Nevertheless, customers wishing to throw caution to the wind can
turn these facilities on in the software. It will then not only
make a diagnosis and produce a recommendation, but also carry out
that recommendation on its own.
To take an example, Hallberg says that one application server in
one of his customer's infrastructures must allow a number of
application threads to run, to avoid becoming unstable and
rendering the applications running on it unresponsive.

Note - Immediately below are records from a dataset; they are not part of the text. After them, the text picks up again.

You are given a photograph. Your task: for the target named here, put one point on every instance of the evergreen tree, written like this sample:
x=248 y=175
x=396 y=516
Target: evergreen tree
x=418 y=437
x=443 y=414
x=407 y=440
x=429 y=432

Owing to an architectural limitation, after a certain volume of
transactions the application server resets the threading mechanism
and scripts built into the system notify the system administrator
to take action. Motive can use its product to automate the whole
process, removing this human interaction from the equation.
Another, a simple example, could involve automating software
restarts if a critical part of an application fails.
One of the biggest problems for companies trying to increase the
autonomy of their network is the integration of these different
layers of the stack. Few companies, if any, claim to offer all
parts of the solution. "I think that needs to happen at the top
level," said Jeff Barker, director of product marketing at
Packeteer, "at the level of the management consoles offered by IBM
Tivoli and Hewlett-Packard."
Given various disciplines that must be pulled together to make this
viable - everything from load balancing through to security and
application profiling - it will take a supplier with deep pockets
to pull it all together into one easily digestible package. In the
meantime, most IT departments will find themselves fighting fires
for the foreseeable future.
Networking acronyms
- SNMP: Simple Network Management Protocol, used to discover equipment on the network
- MIB: management information base, used for storing the information
- NAC: network admission control, part of Cisco's self-defending network strategy, which uses a Cisco trust agent (CTA) - a client-based software agent enabling Cisco's access control server to query client operating systems
- IDS: intrusion detection system
- ADM: application definition model - essentially a snapshot of what an application configuration should look like
- OSI Seven Layer Model for Network Architecture: one of the biggest problems for companies trying to increase the autonomy of their network is the integration of these different layers of the stack. Few companies, if any, claim to offer all parts of the solution.
OSI Seven Layer Model
The Open Systems Interconnection (OSI) Seven Layer Model for Network Architecture:
- Seven: application. Provides different services to apps
- Six: presentation. Converts the information
- Five: session. Handles problems which are not communication issues
- Four: transport. Provides communication control
- Three: network. Routes information in the network
- Two: data link. Provides error control between adjacent nodes
- One: physical. Connects the entity to the transmission media.